Share your dilemmas and get honest opinions from other Mumsnetters.

To be severely annoyed at DD?

303 replies

worriedmother1929 · 11/09/2016 16:50

Last night DD17 went to an 18th birthday party. Myself and DH said she could drink a bit, but asked her not to get too drunk as her half dithers and their partners & children were coming over for a BBQ today, and we didn't want her to be hungover for a family occasion, and this would be her first time drinking alcohol in any large volume. She texted me this morning to ask if I could bring paracetamol and water to her when I went to pick her up (she slept over) and she was hungover beyond belief when I got her. I asked her what she had drank and she said nearly an entire bottle of some sort of strawberry drink, with a pretty high % of alcohol.
She's come home with a smashed phone (thankfully only her screen protector), multitudes of bruises on her legs from bumping into things and falling over, and has possibly re-injured her ankle which she sprained in April.
I'm disappointed in her for ignoring what DH and I said, as she was a mess at the BBQ and put a dampener on the entire afternoon, but I'm also disappointed that she didn't even think about what she was drinking and just seemed to fill up on whatever was at hand.
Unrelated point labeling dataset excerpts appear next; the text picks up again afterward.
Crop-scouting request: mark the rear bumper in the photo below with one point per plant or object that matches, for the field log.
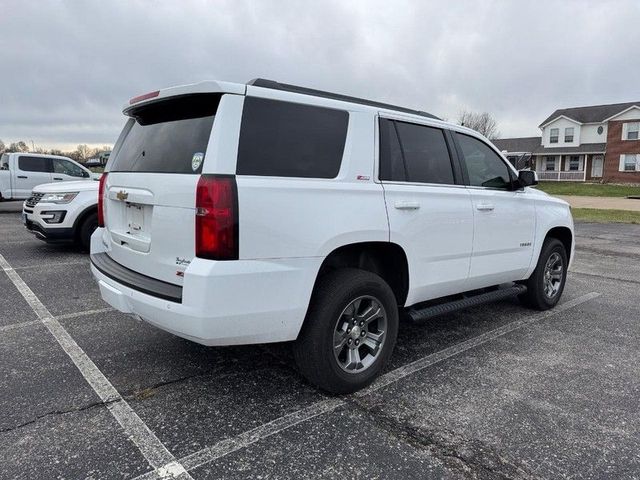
(225, 303)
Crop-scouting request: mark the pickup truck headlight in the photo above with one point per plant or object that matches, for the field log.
(65, 197)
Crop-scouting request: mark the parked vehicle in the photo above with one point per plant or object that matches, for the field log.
(236, 214)
(63, 212)
(21, 172)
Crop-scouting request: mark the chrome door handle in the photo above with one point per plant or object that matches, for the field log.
(485, 207)
(403, 205)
I'm also disappointed that she has put herself at risk, and damaged something my husband and I bought for her. I understand teenagers drink, and do sometimes go OTT, but when I asked her to reign it in she ignored me and did something I had explicitly asked her not to.
AIBU to be annoyed with her?

OP posts:
specialsubject · 11/09/2016 17:36

those kiddy-swills are very strong and the taste of the alcohol is hidden. Hopefully lesson learned, no need to pussyfoot around her. She made a fool of herself at the BBQ as most people laugh at hangovers, and she'll feel very ill.

don't see why she should have wrecked the afternoon though - just laugh at her and send her off to recover.

don't replace the phone protector, when she's sobered up tell her that she did look a real dick and that's the lesson. If it happens again, don't work round her - beyond driving she does whatever she has promised to do the next day.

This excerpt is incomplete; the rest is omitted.